London Met's Child and Woman Abuse Studies Unit is undertaking research on religious and racial supremacist movements and how they connect to violence against women and girls.
Date: 08 April 2021
The Child and Woman Abuse Studies Unit (CWASU) in London Met’s School of Social Sciences are developing work on religious and racial supremacist movements, such as fundamentalism, the Far Right and Alt Right, and the connections these share with violence against women and girls (VAWG).
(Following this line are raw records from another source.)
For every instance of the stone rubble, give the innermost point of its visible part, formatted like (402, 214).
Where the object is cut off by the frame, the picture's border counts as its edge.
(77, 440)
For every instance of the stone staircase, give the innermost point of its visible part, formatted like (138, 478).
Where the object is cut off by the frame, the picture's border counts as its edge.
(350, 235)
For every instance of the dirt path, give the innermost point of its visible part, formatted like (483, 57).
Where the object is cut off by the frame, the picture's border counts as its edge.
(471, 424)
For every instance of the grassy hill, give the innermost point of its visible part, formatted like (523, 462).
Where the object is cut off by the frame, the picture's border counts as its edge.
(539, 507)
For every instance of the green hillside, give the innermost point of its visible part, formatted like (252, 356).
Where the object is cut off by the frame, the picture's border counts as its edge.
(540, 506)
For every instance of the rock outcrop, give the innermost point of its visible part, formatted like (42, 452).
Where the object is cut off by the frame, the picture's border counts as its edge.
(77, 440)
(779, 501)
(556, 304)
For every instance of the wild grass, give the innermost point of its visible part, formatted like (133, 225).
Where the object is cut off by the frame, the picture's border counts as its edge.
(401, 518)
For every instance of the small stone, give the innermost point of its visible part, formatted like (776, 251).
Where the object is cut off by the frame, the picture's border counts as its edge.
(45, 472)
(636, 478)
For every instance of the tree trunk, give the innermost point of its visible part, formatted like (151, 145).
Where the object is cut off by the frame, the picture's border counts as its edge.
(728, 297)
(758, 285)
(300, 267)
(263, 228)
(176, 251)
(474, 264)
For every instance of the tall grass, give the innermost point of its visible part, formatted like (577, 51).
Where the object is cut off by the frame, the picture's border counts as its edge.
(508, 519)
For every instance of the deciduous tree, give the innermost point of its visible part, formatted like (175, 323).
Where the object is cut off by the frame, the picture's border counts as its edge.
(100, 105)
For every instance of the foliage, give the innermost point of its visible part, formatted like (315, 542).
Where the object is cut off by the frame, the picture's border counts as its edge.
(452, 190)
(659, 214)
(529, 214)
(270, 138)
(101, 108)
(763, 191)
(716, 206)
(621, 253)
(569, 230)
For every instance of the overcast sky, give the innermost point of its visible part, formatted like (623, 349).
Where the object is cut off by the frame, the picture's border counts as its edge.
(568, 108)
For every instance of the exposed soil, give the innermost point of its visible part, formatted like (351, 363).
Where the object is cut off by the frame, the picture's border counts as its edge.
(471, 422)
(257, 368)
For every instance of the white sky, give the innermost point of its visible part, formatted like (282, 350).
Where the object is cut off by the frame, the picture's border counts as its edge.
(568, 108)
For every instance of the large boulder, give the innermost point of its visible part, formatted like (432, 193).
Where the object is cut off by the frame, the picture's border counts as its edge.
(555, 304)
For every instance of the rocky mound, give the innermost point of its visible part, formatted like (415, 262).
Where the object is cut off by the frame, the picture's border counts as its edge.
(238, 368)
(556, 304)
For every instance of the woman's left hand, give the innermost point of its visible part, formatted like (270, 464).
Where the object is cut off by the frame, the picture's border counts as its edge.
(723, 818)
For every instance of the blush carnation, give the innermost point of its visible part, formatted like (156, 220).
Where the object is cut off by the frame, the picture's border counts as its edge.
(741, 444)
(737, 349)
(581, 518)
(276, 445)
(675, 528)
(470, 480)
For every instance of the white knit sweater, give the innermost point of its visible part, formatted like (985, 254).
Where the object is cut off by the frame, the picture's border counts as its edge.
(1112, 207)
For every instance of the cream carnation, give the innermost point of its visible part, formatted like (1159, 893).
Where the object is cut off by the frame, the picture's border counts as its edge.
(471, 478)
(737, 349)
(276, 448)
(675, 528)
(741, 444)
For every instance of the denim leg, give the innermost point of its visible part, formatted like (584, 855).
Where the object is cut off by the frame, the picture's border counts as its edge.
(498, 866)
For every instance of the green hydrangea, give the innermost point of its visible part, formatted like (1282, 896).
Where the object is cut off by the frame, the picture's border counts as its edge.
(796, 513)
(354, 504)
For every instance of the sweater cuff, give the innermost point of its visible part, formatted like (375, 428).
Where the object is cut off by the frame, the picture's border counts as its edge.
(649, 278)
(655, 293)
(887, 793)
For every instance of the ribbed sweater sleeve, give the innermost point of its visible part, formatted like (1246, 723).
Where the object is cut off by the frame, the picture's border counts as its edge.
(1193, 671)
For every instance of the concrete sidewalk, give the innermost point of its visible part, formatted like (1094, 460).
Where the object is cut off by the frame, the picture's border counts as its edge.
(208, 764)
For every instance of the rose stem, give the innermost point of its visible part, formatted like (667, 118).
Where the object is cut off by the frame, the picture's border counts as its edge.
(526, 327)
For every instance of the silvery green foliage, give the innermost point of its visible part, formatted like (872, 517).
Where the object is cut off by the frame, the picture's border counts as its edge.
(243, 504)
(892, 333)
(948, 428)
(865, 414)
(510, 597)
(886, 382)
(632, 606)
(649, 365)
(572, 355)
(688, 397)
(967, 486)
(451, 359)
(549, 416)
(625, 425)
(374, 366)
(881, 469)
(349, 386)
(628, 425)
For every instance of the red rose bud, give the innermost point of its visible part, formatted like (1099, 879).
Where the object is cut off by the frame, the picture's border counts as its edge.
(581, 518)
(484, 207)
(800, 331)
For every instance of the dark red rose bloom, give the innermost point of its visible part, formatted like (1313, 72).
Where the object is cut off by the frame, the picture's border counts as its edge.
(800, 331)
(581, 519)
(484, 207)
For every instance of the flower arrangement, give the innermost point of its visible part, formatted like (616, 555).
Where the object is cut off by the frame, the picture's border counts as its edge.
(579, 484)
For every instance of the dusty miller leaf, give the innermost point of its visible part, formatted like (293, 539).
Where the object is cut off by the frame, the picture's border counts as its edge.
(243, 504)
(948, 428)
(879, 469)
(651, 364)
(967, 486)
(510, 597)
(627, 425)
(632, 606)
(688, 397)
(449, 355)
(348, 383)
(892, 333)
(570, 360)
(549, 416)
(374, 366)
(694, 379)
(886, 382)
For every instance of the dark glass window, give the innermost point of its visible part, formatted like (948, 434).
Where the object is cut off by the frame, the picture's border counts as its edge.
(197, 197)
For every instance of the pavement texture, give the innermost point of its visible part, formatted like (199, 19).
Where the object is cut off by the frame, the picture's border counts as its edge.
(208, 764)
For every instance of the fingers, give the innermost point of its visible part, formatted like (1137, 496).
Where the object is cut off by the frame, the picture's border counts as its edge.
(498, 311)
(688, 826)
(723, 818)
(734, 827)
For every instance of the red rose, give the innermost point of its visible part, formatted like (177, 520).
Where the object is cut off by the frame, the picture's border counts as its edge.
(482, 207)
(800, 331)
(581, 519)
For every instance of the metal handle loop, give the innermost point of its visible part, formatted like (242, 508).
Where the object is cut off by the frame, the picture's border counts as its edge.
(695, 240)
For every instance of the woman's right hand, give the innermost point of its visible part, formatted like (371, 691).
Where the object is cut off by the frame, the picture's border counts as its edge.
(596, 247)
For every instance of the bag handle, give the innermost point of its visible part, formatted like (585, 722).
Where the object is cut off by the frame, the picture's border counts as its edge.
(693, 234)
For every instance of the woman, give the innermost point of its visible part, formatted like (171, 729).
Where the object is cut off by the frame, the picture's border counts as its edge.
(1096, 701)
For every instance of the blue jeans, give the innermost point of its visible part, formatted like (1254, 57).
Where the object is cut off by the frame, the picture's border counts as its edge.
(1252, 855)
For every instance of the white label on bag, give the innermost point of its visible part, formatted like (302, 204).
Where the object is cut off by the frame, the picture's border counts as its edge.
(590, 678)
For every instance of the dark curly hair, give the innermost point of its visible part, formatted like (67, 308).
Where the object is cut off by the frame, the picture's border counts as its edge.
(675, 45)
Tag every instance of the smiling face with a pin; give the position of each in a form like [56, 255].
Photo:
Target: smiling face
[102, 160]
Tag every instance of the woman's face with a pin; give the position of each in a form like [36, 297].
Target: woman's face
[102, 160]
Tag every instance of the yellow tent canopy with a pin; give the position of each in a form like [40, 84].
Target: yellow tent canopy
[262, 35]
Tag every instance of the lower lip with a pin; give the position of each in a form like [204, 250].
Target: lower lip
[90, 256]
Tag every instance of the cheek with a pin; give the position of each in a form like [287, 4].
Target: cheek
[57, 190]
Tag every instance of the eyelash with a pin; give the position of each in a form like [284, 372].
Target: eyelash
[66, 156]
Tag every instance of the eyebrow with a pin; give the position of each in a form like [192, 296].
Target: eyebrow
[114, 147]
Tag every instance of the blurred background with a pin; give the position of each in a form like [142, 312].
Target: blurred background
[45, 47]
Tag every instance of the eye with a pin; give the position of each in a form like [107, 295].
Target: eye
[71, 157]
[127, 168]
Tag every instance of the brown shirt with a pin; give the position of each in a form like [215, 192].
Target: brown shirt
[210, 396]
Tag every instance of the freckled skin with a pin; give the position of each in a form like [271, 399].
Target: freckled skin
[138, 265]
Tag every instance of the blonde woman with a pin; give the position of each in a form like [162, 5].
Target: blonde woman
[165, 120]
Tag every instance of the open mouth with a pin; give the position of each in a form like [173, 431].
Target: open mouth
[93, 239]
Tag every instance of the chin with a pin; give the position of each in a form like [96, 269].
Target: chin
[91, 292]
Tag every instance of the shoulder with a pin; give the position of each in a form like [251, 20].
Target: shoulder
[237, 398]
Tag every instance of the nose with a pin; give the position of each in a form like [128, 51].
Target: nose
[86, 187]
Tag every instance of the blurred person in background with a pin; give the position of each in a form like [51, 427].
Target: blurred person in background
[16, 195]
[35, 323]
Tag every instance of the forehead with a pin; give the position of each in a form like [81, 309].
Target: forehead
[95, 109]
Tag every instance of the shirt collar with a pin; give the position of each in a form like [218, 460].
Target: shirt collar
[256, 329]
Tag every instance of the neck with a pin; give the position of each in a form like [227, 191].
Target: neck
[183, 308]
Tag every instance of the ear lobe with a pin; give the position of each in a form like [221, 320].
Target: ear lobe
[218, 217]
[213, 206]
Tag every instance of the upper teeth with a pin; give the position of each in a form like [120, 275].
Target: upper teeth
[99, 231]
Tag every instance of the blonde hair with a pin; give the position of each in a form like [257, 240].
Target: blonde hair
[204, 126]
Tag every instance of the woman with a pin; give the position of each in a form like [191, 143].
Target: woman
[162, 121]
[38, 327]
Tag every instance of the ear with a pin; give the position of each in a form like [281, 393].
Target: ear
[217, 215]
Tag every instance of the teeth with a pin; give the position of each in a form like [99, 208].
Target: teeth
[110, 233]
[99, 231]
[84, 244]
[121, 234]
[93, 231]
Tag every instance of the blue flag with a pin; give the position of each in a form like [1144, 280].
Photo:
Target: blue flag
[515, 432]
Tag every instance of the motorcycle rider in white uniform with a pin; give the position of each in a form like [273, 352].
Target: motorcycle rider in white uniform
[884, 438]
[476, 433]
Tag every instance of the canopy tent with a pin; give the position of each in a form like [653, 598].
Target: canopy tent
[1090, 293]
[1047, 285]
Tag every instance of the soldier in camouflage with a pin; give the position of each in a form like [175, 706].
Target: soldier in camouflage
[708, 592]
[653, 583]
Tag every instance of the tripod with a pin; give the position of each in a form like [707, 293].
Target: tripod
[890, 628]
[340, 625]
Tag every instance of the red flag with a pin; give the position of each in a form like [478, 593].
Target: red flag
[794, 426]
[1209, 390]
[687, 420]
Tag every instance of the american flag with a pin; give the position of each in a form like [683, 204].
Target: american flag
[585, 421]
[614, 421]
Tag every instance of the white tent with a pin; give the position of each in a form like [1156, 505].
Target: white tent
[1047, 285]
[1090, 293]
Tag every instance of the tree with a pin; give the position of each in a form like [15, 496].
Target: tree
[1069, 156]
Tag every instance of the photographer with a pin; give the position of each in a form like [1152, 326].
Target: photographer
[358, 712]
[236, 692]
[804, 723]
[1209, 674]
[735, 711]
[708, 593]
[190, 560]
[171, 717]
This includes a report on a roundtable discussion with VAWG sector groups and a literature review.
The round table report presents findings from discussions with stakeholders from the violence against women and girls sector on how extremism and radicalisation featured in their work, and their responses on what the role of the VAWG sector could or should be in challenging racial and religious supremacism.
The literature review provides a focus on religious supremacism and fundamentalism on the one hand, and racial or white supremacism, on the other. It explores what we know about the links between these formations and VAWG through five crosscutting themes: purity and imperialism; intimate partner and family violence; sexual violence; anti-feminism; and masculinity.
One aspect of the emerging thinking across this work is the striking similarities and differences across supremacist formations, specifically:
- gendered nostalgia for the past and gendered claims to racial and religious purity;
- a reassertion of the central place of the patriarchal family and male sexual entitlement;
- the connections not just to domestic violence but forms of sexual violence;
- an explicit position of anti-feminism.
This work has identified key elements of a future programme of work at CWASU, and Dr Sukhwant Dhaliwal said:
"Religious and racial supremacist movements have been expanding their reach for some time now. There are regular media reports on terrorist histories of violence against women but there has been little systematic academic work in this area and almost nothing that compares these two streams of supremacist violence or engages the VAWG sector.
"Through the Roundtable and the Literature Review, we are beginning to address this important gap in academic knowledge of gender and terrorism."